Emanon

La scène underground californienne est un vivier de talents que la distance et le manque de moyen nous a trop souvent empêché de connaître. Grâce à la structure française Lance-Pierre productions nous avons pu découvrir sur scène lors du concert HipHop Resistance, Aloe Blacc, le rappeur du groupe Emanon. Un mc aussi à l’aise au rap qu’au chant, à l’enthousiasme communicatif, et qui prévoit déjà de revenir en France !

Alors le concert ce soir?

Franchement j’ai adoré, c’est la troisième fois que je viens à Paris mais la première fois que je rappe en France et franchement le public était là, de vrais passionnés!


Une différence entre le public français et le public américain?

C’est à peu près la même chose mise à part le fait qu’ils ne comprennent peut être pas ma langue maternelle, mais ce que j’ai apprécié c’est que même si le public ne comprend pas la langue il participe quand même, réagit, répond, applaudit et ce genre de réaction est vraiment trés important pour quelqu’un qui se donne à fond sur scène. J’ai eu la même sensation que ce soit à Paris, Bordeaux, Châlons ou Grenoble où je suis allé également faire des concerts.
En fait quand je viens rapper dans un pays qui ne parle pas l’anglais, je suis comme un instrument, une guitare, un piano, une trompette, ils ne comprennent pas mes mots mais la mélodie est un language universel, ils doivent ressentir ce que je dis par ma façon de bouger sur scène, la façon dont je vais accentuer certains mots, faire certains gestes, ma voix devient alors comme un instrument et qu’importe d’où tu viens tu dois ressentir les mêmes émotions, les mêmes sensations. C’est vraiment un challenge pour moi. Normalement je suis sur scène avec Exile, mon dj et producteur, là il n’a pas pu venir à Paris, il est en train de terminer les productions de album. En général Exile vient rapper sur un morceau, faut vraiment le voir prendre le micro!

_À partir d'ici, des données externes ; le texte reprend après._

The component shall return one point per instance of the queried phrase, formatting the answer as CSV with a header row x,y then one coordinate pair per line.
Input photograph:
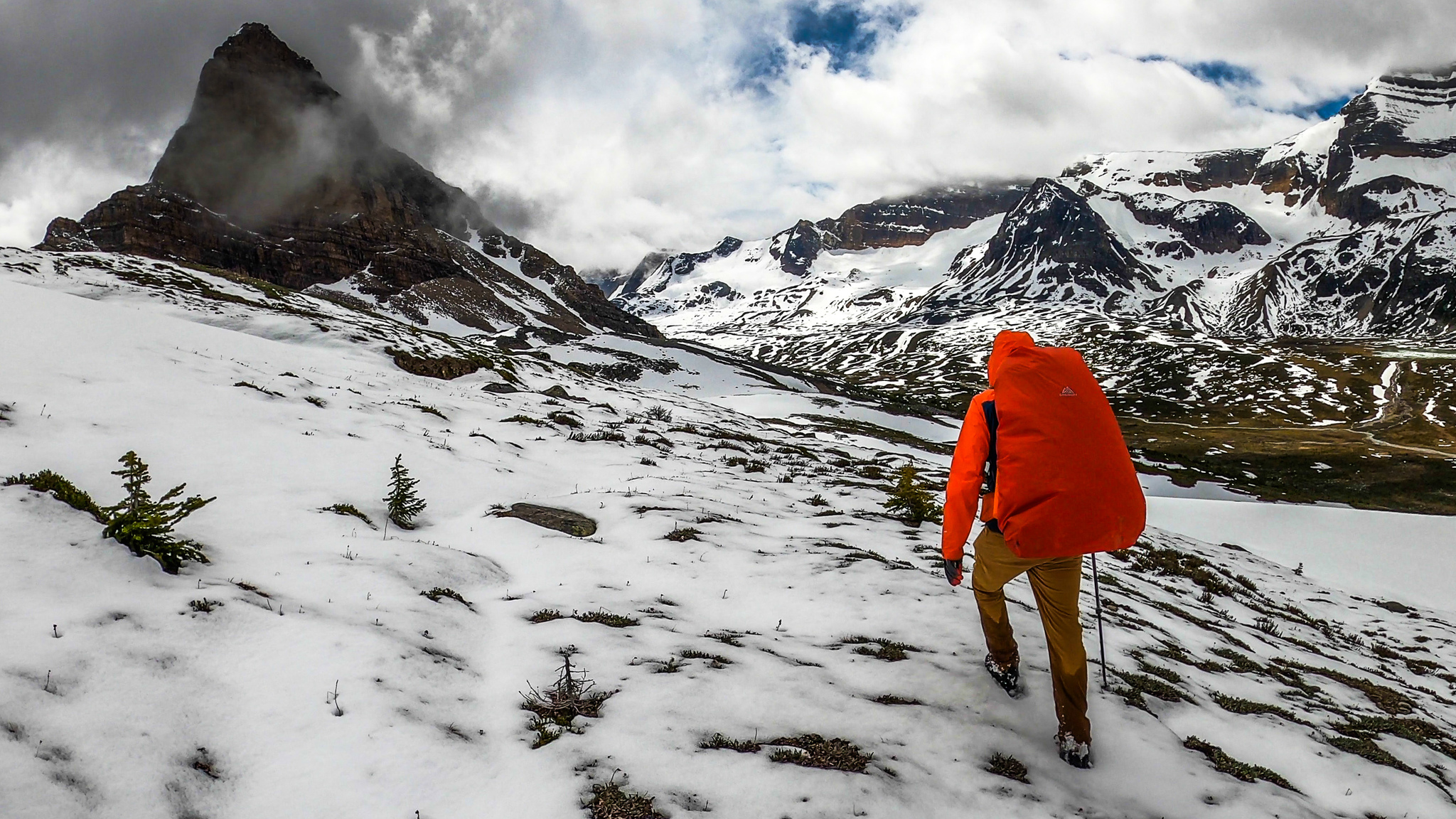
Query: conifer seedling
x,y
144,525
402,502
912,500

Tu peux résumer le parcours d’Emanon?

On vient tous les deux de Orange County entre Los Angeles et San Diego. J’ai rencontré Exile en 1995, lui était un graffeur et on avait des potes en commun qui étaient graffeurs. Perso j’ai jamais été graffeur, je danse beaucoup, je chante et je me suis concentré sur la rap. Mes potes me l’ont présenté parce qu’Exile sortait une mix-tape et qu’il avait besoin d’un mc. Et depuis on bosse ensemble, on a fait des mix-tapes  »Stretch Marx » et  »Imaginary friends » et  »Dawn’s second coming », des compilations, plusieurs maxis (le premier étant « PSI » b/w « Outside Looking In » sorti en 1997, ndlr) ainsi qu’un Ep  »Acid 9 » en 1998. La prochaine étape est l’album avant la fin de l’année, maintenant que l’on estime que notre son est devenu suffisamment mature.
Le nom Emanon vient d’un morceau que j’ai fait il y a longtemps. J’ai grandi en jouant de la trompette, j’adore Dizzy Gillepsie, le fameux trompettiste, et il avait fait un morceau un jour et ne trouvant pas de nom il l’avait appelé  »Emanon » qui est  »No name » à l’envers. Et un jour, je n’avais pas de titre pour un morceau donc je l’ai également appelé  »Emanon ». Exile a écouté le morceau et quand je lui ai dis le nom du morceau il l’a trouvé bon et m’a dit qu’on devrait le prendre comme nom du groupe. Quant à Aloe Blacc, c’est mon surnom, Aloe pour la lotion (l’Aloe Vera, ndlr), doux et apaisant…


Tes influences.

La scène underground dans le sud de la Californie est vraiment forte, trés loin de la scène gangsta. Un de nos groupes préférés est Mystic Journeymen. Freestyle Fellowship est évidemment un des groupes les plus représentatifs de cette scène. On a tous écouté ce groupe au début des années 90, ils nous soutiennent, parfois on fait des scènes avec eux. La scène de Bay Area est aussi une grosse influence pour nous, j’aime beaucoup Hieroglyphics, Saafir, Hobo Junction, Planet Asia. Personnellement je n’achète pas de gangsta rap mais ça ne me dérange pas que cela existe, plus il y a du rap commercial, plus la scène underground est forte en réaction.
Sinon mes parents viennent de Panama, je suis Afro-latino, donc je suis aussi influencé parce ce qu’ils écoutent, la salsa comme la musique latine de façon générale, j’adore aussi bien la musique brésilienne que Frank Sinatra. Pour revenir au rap en dehors des groupes de Californie, j’ai été influencé par De La Soul, Common, tout le collectif Native Tongues avec notamment Tribe Called Quest. Depuis quelques temps je trouve que Jay Dee et Slum Village font partis des groupes les plus intéressants.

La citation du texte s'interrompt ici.